Deep learning methods for diagnosis of graves' ophthalmopathy using magnetic resonance imaging.

ABSTRACT

Background: The effect of diagnosing Graves' ophthalmopathy (GO) through traditional measurement and observation in medical imaging is not ideal. This study aimed to develop and validate deep learning (DL) models that could be applied to the diagnosis of GO based on magnetic resonance imaging (MRI) and compare them to traditional measurement and judgment of radiologists. Methods: A total of 199 clinically verified consecutive GO patients and 145 normal controls undergoing MRI were retrospectively recruited, of whom 240 were randomly assigned to the training group and 104 to the validation group. Areas of superior, inferior, medial, and lateral rectus muscles and all rectus muscles on coronal planes were calculated respectively.
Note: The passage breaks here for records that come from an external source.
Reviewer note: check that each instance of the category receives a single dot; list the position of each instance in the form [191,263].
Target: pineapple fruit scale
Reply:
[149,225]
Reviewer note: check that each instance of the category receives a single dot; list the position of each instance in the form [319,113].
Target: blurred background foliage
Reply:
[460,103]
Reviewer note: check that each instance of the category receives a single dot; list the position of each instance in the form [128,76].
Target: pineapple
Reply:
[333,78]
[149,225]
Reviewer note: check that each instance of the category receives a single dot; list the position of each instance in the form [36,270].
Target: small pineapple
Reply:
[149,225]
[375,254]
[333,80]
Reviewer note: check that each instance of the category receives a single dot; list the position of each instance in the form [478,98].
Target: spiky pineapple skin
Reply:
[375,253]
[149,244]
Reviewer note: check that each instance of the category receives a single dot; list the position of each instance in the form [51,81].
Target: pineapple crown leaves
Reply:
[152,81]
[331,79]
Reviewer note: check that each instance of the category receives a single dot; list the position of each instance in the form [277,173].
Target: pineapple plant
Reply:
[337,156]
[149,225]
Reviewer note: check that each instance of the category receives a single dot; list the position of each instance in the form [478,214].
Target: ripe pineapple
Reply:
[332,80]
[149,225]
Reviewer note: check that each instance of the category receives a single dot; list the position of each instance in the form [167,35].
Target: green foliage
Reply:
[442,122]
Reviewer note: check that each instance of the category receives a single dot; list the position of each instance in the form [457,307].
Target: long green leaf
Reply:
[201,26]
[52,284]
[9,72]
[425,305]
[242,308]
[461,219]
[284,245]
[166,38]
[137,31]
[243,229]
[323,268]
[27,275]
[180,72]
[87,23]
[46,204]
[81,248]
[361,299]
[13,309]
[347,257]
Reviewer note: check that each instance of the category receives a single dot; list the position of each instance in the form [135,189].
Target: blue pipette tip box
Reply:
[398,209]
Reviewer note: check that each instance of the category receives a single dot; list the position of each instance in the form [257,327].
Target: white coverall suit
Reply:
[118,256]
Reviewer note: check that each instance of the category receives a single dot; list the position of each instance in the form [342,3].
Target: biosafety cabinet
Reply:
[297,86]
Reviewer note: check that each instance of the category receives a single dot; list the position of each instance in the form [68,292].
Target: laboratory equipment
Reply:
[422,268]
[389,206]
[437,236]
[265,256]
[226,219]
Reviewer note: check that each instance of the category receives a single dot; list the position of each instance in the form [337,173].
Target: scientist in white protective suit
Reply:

Logistic regression models based on areas of extraocular muscles were built to diagnose GO. The DL models named ResNet101 and Swin Transformer with T1-weighted MRI without contrast as input were used to diagnose GO and the results were compared to the radiologist's diagnosis only relying on MRI T1-weighted scans. Results: Areas on the coronal plane of each muscle in the GO group were significantly greater than those in the normal group. In the validation group, the areas under the curve (AUCs) of logistic regression models by superior, inferior, medial, and lateral rectus muscles and all muscles were 0.897 [95% confidence interval (CI) 0.833-0.949], 0.705 (95% CI 0.598-0.804), 0.799 (95% CI 0.712-0.876), 0.681 (95% CI 0.567-0.776), and 0.905 (95% CI 0.843-0.955). ResNet101 and Swin Transformer achieved AUCs of 0.986 (95% CI 0.977-0.994) and 0.936 (95% CI 0.912-0.957), respectively. The accuracy, sensitivity, and specificity of ResNet101 were 0.933, 0.979, and 0.869, respectively. The accuracy, sensitivity, and specificity of Swin Transformer were 0.851, 0.817, and 0.898, respectively. The ResNet101 model yielded higher AUC than models of all muscles and radiologists (0.986 vs. 0.905, 0.818; P<0.001). Conclusions: The DL models based on MRI T1-weighted scans could accurately diagnose GO, and the application of DL systems in MRI may improve radiologists' performance in diagnosing GO and early detection.